Dual chamber syringe system​ diagram
Figure 1: A simplified model of two-component injectables, classified according to the state of matter of constituent parts.

The Archetype: Solid/Liquid Reconstitution

Reconstitution is the process of adding a liquid solvent to a solid medication to dissolve it and form a solution. This may be required, at point of use, when a drug is unstable in liquid form and must therefore be stored dry. In such cases, the formulation is often filled as a liquid and then lyophilised (freeze dried) in situ. Alternatively, it may be manufactured and handled as a powder.

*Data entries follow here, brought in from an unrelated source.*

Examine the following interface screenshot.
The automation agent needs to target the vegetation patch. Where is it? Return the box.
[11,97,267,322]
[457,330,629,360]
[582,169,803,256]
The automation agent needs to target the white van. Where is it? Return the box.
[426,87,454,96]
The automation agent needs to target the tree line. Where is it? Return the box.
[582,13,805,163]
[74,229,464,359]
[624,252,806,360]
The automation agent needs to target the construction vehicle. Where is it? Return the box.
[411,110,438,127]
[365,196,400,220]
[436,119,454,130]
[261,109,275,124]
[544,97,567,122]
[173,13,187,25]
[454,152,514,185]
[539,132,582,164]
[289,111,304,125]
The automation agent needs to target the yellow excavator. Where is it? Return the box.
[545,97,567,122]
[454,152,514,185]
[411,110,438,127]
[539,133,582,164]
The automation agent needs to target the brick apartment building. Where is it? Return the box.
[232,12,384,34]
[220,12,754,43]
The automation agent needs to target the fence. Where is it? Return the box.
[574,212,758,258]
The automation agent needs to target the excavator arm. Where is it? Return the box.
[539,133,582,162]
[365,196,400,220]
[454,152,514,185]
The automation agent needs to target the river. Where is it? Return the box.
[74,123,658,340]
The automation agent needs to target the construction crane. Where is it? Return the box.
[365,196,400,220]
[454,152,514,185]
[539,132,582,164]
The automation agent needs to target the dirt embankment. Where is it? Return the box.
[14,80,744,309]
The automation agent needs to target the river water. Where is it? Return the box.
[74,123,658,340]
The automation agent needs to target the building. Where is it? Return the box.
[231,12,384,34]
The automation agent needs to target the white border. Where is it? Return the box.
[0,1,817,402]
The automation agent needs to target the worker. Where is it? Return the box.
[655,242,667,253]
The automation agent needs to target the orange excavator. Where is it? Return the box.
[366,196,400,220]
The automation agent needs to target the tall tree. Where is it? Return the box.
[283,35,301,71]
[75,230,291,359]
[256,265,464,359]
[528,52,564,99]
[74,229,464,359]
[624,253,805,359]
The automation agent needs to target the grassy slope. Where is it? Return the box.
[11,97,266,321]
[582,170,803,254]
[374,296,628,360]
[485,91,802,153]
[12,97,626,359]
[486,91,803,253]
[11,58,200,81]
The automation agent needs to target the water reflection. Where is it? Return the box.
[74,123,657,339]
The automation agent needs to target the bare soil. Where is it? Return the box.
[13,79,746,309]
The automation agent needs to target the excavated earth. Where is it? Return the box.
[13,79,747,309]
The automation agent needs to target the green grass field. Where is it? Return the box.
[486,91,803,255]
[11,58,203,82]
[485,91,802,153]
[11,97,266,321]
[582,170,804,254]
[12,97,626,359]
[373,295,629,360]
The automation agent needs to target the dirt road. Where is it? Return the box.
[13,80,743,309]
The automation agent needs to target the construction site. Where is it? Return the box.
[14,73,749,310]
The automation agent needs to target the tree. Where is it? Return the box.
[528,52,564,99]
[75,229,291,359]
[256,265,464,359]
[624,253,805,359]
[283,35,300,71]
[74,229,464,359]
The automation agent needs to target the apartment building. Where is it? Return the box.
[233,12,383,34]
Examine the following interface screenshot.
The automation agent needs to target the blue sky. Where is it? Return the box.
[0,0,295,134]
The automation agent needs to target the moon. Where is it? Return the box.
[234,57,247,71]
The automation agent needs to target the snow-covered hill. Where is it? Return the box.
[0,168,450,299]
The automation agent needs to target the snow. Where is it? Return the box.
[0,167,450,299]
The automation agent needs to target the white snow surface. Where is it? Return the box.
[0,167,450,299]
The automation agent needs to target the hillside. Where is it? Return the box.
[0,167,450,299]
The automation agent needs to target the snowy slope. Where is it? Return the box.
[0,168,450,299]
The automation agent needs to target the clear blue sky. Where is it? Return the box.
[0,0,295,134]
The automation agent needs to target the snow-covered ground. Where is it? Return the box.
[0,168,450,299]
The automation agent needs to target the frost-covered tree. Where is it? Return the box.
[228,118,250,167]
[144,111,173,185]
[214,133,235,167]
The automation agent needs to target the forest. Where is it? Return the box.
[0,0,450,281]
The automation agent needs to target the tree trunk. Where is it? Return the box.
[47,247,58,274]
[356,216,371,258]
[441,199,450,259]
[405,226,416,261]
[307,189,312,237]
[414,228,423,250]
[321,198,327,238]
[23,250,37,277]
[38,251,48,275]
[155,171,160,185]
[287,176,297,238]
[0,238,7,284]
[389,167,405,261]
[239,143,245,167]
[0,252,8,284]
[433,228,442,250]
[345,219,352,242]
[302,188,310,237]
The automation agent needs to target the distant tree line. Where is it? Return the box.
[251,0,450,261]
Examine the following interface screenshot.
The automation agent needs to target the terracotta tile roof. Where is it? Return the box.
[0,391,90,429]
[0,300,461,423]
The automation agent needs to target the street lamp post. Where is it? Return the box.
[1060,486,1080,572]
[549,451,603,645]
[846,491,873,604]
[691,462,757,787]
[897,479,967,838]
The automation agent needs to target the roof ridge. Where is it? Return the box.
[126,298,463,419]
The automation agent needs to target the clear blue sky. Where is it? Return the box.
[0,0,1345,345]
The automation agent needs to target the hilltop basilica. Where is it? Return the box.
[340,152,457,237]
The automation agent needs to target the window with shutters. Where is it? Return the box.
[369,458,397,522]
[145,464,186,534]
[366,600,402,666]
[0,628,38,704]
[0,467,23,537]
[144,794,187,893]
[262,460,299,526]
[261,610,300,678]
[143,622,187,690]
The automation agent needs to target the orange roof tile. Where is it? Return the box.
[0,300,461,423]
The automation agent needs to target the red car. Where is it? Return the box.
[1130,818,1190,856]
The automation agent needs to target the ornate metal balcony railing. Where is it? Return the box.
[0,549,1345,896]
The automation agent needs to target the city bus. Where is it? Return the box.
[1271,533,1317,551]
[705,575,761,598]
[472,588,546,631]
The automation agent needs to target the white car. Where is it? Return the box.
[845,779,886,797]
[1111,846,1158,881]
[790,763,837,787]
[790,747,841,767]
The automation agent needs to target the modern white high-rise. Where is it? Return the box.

Freeze drying is an effective way to increase formulation stability. For small molecules, it can eliminate the need for cold-chain storage. For biologics (especially those that are large, complex or prone to aggregation) it can be a necessity in order to achieve an acceptable shelf-life.

“Lyophilised formulations now represent over 30% of all FDA-approved parenteral medications – and demand for lyophilised parenteral products is increasing.”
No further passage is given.